Rangga menjatuhkan kepala nya di pangkuan Ara. Kedua tangannya saling terpaut di belakang pinggang Ara.
" Yg terjadi tidak seperti itu sayang...., percaya padaku.." Ucap Rangga disela isak nya.
" Aku tidak pernah melewati batasku sayang....percayalah..." Rangga berbicara dengan suara bergetar, pelukannya semakin erat pada tubuh Ara.
Tak ada satu suara pun keluar dari mulut Ara membuat Rangga semakin stress.
" Aku hanya bereaksi padamu saja, aku terlihat mesum hanya padamu saja, sayang...bicaralah padaku please...."
Rangga mengangkat kepalanya.
Kedua tangannya menangkup wajah Ara agar menatap nya.
" Tidak seperti itu kejadiannya, difoto itu tidak benar, lihat mataku sayang..." Rangga meyakinkan Ara dengan memintanya mencari kebenaran dalam matanya.
" Lalu yg terjadi seperti apa?" Tanya Ara setelah sekian lama diam, mata merah berkaca-kaca itu menatap Rangga dengan sendu.
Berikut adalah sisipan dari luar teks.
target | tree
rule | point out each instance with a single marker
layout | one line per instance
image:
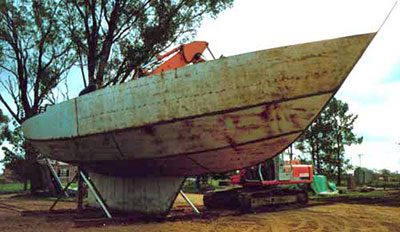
(4, 130)
(34, 58)
(327, 137)
(114, 38)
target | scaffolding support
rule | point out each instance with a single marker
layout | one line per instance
(195, 210)
(96, 194)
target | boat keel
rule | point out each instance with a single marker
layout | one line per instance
(144, 195)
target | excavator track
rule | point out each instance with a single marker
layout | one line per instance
(250, 199)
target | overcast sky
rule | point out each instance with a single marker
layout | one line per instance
(372, 89)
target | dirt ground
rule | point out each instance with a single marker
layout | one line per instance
(368, 213)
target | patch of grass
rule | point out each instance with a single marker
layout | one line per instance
(12, 187)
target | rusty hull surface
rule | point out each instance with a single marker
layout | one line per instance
(215, 116)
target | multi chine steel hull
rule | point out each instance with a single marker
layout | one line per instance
(215, 116)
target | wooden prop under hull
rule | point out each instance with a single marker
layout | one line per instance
(215, 116)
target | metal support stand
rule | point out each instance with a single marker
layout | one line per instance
(195, 210)
(63, 192)
(96, 194)
(55, 176)
(80, 192)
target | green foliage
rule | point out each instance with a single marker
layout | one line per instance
(35, 57)
(327, 137)
(35, 54)
(11, 187)
(114, 38)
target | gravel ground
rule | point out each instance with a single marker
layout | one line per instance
(366, 213)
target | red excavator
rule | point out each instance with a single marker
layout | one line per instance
(273, 182)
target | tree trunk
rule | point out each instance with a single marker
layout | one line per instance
(339, 163)
(198, 184)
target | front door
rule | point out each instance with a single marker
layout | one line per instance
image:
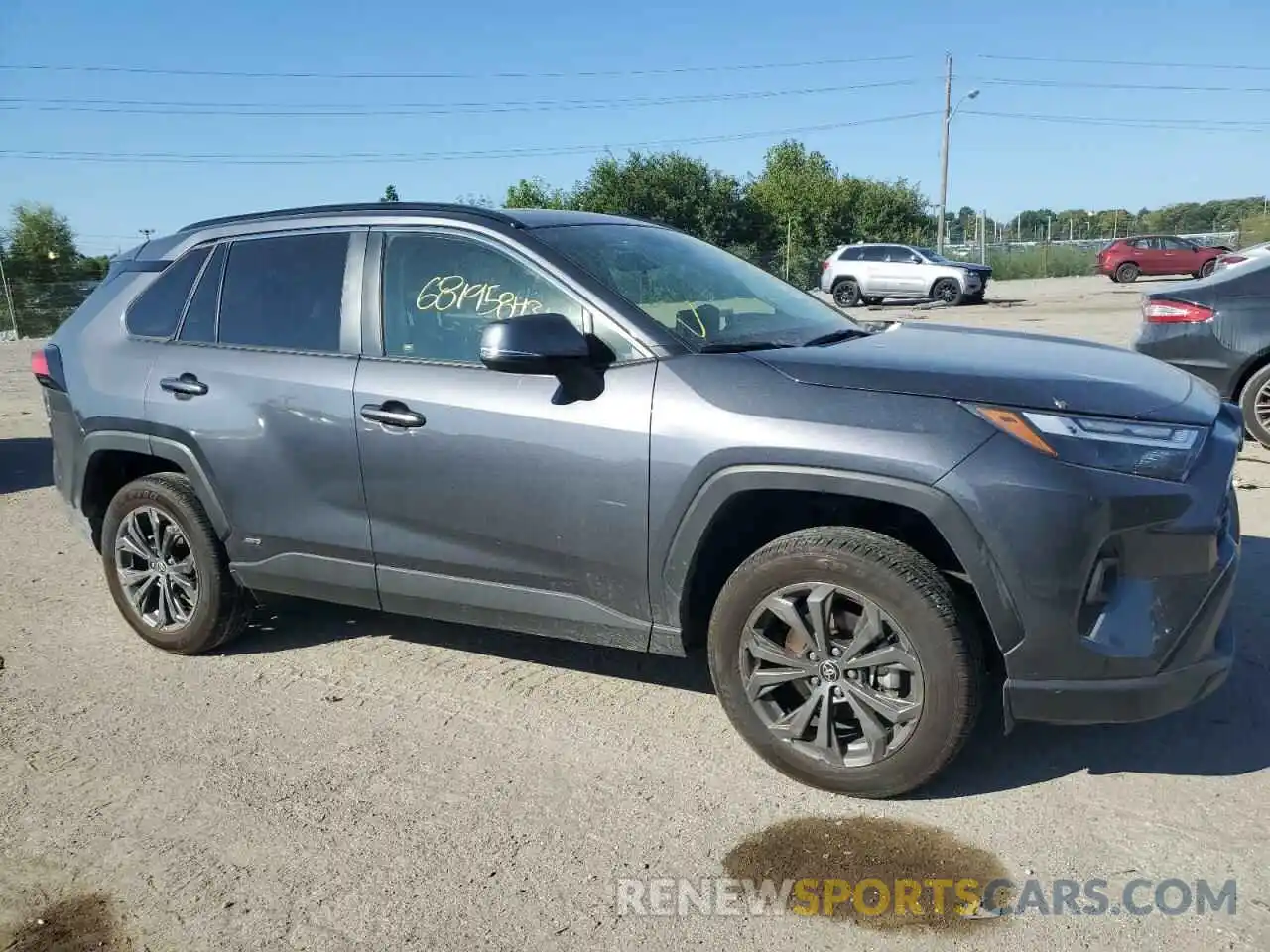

Sungguh-sungguh rasa sakit menikam jantung Rangga.
Rangga ingin mengecup kening Ara, tapi penolakan Ara dengan menutup kedua tangan Ara pada bibirnya membuat Rangga semakin sakit.
Tangan yg ada di kedua sisi pipi Ara kini luruh ke lantai.
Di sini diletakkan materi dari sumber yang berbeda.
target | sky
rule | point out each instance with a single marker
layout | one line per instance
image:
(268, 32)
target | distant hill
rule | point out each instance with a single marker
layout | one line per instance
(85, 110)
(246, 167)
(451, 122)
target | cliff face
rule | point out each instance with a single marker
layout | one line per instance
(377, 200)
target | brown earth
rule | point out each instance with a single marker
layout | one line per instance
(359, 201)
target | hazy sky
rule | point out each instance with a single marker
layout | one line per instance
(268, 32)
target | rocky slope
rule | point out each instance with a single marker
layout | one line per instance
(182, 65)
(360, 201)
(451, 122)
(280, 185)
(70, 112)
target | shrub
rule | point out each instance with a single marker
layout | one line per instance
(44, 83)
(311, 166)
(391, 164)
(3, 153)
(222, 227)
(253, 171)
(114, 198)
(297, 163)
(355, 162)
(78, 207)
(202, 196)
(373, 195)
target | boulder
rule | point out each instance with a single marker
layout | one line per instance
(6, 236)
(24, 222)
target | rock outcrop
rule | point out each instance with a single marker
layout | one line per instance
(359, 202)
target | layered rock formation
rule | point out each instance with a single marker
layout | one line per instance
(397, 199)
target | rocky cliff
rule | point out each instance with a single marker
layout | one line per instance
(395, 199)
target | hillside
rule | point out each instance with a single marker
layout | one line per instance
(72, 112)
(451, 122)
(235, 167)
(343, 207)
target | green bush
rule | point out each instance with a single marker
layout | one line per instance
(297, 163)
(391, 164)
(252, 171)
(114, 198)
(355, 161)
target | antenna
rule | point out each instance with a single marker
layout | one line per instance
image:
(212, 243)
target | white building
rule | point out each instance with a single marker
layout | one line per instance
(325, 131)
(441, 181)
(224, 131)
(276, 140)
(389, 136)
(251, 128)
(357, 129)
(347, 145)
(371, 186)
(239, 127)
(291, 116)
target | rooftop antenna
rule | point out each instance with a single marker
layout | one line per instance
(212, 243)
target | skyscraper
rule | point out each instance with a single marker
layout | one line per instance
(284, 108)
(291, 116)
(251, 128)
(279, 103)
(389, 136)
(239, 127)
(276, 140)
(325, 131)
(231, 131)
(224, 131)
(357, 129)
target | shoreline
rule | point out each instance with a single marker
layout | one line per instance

Rangga tertunduk. Untuk menceritakan yang terjadi sebenarnya juga percuma, karena Rangga yakin Jessica memang sengaja menjebaknya.
" Foto itu asli kan...?" Tanya Ara dengan menahan air matanya agar tidak menangis, setelah sekian lama menunggu Rangga bicara yg sebenarnya tapi tak kunjung juga.
Rangga mengangguk.
"Ya sudah...." Ara menghembuskan nafasnya berat, nampak air mata lolos dari sudut matanya.
__ADS_1
Rangga menggelengkan kepalanya lemah, melihat mata cantik itu kini berderai air mata karenanya. Dadanya bagai dihantam batu besar saat Ara menarik cincin pemberian nya dari jari tengah nya.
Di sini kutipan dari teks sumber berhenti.